Let's Sing-song for Paper Plate Jesus
|fig 1.) Untitled (song for paper plate Jesus)|
It's as tuneful as it is plain. Hey man, hey that paper plate, the one with Jesus name taped to it. Who did that, who did that Paper Plate Jesus on the wall...This essay with all of its words and sense seems bungled in the jam of its tripped up sentences. It sits there dogeared at the tables edge. Reposant is not very easy man. It's not just any variety of old twinkle twinkle, it reads from the small pages at the back. Reposant, is some very special light indeed. It's an old sofa, it's a stained afghan, and a leaky battery all sitting in the corner of an otherwise white room. It's as though something truly wonderful has established this neat climate; trim and not so boisterous but neat as climates go. It's the final construction of this thing that's slipped the yoke of the authors authorial authority.

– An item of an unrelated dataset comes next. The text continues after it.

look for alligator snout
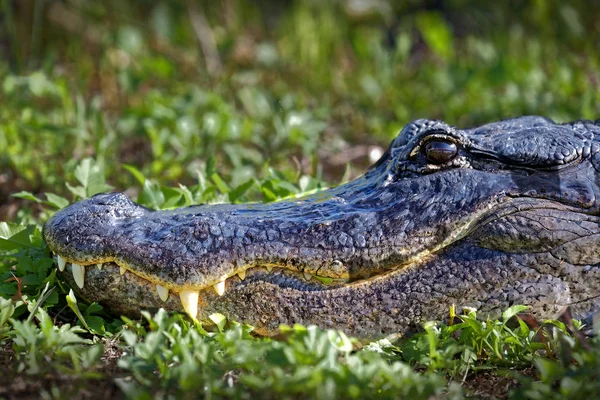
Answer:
[43,117,600,337]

When asked about his time in Tunis Michel Foucault is often quoted as, sensible and lean like a simple wage earner finding his pantry empty for the first time. This sounds like Shane, He licks the spittle from the edge of his otherwise dry lips. This sounds like the author of a dozen other westerns has tried a little too hard to be right there. It's made me a little sad and disillusioned to read this. I'm just going to sit here and I'll have a glass of Bordeaux. (Je vais rester ici et je vais avoir un verre de Bordeaux, He said as one to the boy.)

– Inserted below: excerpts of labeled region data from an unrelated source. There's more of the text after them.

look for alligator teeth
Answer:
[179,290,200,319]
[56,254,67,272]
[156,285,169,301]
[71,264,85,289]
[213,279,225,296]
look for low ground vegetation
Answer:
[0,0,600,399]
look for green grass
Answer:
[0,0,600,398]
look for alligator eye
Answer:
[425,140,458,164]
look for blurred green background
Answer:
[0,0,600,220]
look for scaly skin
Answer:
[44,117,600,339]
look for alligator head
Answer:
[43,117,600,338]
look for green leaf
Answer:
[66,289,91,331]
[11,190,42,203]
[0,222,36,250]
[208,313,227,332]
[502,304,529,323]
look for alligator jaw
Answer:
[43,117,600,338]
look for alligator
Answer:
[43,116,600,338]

But you're wrong Michel. We do need you. Don't sit alone, stewing. Won't you come home with me? We can reward you for being the center of our glory.
The twilight, indeed the very mystery of the veil is like an old sofa, Michel tells the young boy. It will always have a soft finish and good legs to boot. It's meant for sitting here to appreciate it.
No Michel it's meant for us to watch from a distance, but not to far. It's meant for us to watch as you appreciate it. Same as the legs of the spider known as, simple when it must wither into the seed of itself. This is Tunis no more. This is instead all of us. When your eye's rest then we shall watch over you still.
Go, Michel whispers over his wide glass. Be young and pray you, this room will remain. It's taut and tight for all the weary children to play within despite my absence, despite any of your interest. These after all are walls and walls will stand on their own.
Walls might stand Michel, The boy nods. But names will never stick.